Study Population:
Keyword retrieval of relevant mammograms was performed on PACS.
Exclusion criteria was applied on mammograms with pacemakers,
breast implants,
non-standard views such as compressions and magnifications,
and examinations with technical quality issues.
The dataset included 69,202 examinations from 4,851 patients,
with an average of 3.69 images per study.
Of this dataset,
200 four-view studies,
totaling 800 images,
were reserved to evaluate the performance of the CNN and radiologist reviewers (Fig. 1).
The remaining 68,402 mammograms served as the network training images.
Image Pre-Processing & Training Labels:
The standard diagnostic complete DICOM studies were exported.
Whole mammographic views were downsampled to a 256x256px input image.
During this conversion,
standard filter manufacturer window width/window level settings were maintained.
Individual view images were anonymized as per standard protocols.
Labelling for each view image was derived from standard controlled keyphrase vocabulary in the official final clinical staff report using variations of BI-RADS vocabulary.
Neural Network Configuration:
An ImageNet pre-trained deep convolutional neural network (DCNN) with Inception-v2-Resnet classification architecture was employed [10].
The dataset utilized 70% splits for training,
10% for validation,
and 20% for testing.
Networks were trained using stochastic gradient descent (SGD) with an initial learning rate of 0.003 alongside weight decay and 5 x 20-epoch cosine annealing schedules for a total of 100 epochs.
Implementation of the neural network was done under TensorFlow on Python 3.6,
and training was performed on a Titan X (Pascal) workstation.
Standard data augmentation consisting of standard affine transformations (random cropping,
rotation,
shearing,
and horizontal flipping) was performed.
All mammographic views underwent histogram normalization prior to training.
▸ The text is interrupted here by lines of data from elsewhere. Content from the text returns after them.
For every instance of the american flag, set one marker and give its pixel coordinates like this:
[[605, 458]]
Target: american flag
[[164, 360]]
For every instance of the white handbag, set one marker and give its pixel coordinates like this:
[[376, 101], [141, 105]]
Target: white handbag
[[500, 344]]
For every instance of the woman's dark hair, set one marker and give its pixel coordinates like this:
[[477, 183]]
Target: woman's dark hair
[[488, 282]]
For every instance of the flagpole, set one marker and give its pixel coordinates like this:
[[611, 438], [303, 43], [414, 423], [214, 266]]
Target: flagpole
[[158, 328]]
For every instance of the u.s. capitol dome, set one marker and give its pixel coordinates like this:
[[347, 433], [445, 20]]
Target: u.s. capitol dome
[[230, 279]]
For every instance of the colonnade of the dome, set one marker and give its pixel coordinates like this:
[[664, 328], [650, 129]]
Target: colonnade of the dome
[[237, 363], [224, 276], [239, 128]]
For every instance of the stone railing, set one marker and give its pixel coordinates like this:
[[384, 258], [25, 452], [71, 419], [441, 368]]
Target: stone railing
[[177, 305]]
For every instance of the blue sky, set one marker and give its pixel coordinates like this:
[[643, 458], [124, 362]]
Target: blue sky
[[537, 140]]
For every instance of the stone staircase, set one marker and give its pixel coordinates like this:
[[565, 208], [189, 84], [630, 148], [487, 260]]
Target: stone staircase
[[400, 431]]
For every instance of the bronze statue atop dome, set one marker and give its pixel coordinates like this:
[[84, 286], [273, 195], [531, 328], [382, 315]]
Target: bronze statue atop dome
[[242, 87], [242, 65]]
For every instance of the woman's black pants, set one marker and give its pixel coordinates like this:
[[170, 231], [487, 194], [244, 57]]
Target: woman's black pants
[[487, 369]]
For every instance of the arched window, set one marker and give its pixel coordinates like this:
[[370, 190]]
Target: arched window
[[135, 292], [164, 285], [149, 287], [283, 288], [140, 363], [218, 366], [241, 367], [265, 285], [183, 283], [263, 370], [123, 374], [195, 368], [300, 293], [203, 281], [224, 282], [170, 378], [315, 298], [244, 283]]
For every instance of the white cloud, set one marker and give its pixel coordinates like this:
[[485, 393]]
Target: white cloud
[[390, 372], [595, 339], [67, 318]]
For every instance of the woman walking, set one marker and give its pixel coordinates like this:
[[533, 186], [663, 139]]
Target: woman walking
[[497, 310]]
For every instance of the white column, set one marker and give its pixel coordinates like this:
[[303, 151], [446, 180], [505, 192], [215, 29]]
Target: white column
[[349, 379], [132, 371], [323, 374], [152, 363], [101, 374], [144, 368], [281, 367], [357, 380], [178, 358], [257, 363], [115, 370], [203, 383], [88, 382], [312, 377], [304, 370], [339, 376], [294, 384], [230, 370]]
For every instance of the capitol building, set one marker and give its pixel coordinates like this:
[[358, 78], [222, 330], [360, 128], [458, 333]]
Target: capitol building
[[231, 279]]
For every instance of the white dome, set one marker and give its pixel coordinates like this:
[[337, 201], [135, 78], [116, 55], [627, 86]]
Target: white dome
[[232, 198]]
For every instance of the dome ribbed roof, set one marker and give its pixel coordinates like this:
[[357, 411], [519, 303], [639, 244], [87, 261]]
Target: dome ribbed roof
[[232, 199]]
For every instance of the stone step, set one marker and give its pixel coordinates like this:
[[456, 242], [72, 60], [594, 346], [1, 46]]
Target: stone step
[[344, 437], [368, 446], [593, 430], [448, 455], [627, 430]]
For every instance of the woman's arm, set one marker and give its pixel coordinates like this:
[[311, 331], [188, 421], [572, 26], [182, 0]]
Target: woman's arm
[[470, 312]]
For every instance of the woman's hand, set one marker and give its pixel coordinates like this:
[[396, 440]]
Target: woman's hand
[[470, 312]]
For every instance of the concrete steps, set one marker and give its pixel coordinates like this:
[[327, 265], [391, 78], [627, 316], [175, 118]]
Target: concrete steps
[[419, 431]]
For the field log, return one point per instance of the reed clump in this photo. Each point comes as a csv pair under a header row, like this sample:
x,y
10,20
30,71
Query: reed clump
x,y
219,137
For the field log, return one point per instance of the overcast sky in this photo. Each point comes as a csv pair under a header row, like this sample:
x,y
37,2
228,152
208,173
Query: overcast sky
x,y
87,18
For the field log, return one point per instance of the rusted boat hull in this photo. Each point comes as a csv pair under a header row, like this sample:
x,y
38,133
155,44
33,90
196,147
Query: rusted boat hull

Neural Network Objective and Subjective Validation:
The trained network was evaluated using areas under the receiving operating characteristic curves.
Further validation of the trained network was performed using Saliency and Class Activation Maps to determine whether relevant breast image regions were utilized to make classification determinations.
Inter-Rater Human Reviewer Consensus:
The held-out image dataset was reviewed by 3 human reviewers using the ACR BI-RADS 5th edition guidelines.
The consensus reading for density was established with a majority opinion of density between the 3 reviewers,
and inter-rater variability was evaluated.
In the event of triple discrepancy (i.e.
no human reviewer selected the same density as the others),
a separate consensus meeting was performed to permit an arbitration between the 3 reviewers.
An inter-rater reliability (IRR) linearly-weighted Cohen’s Kappa analysis assessed agreement of the AI system with majority radiology consensus.
Additional inter-rater assessment was performed with Kendall’s Coefficient of Concordance.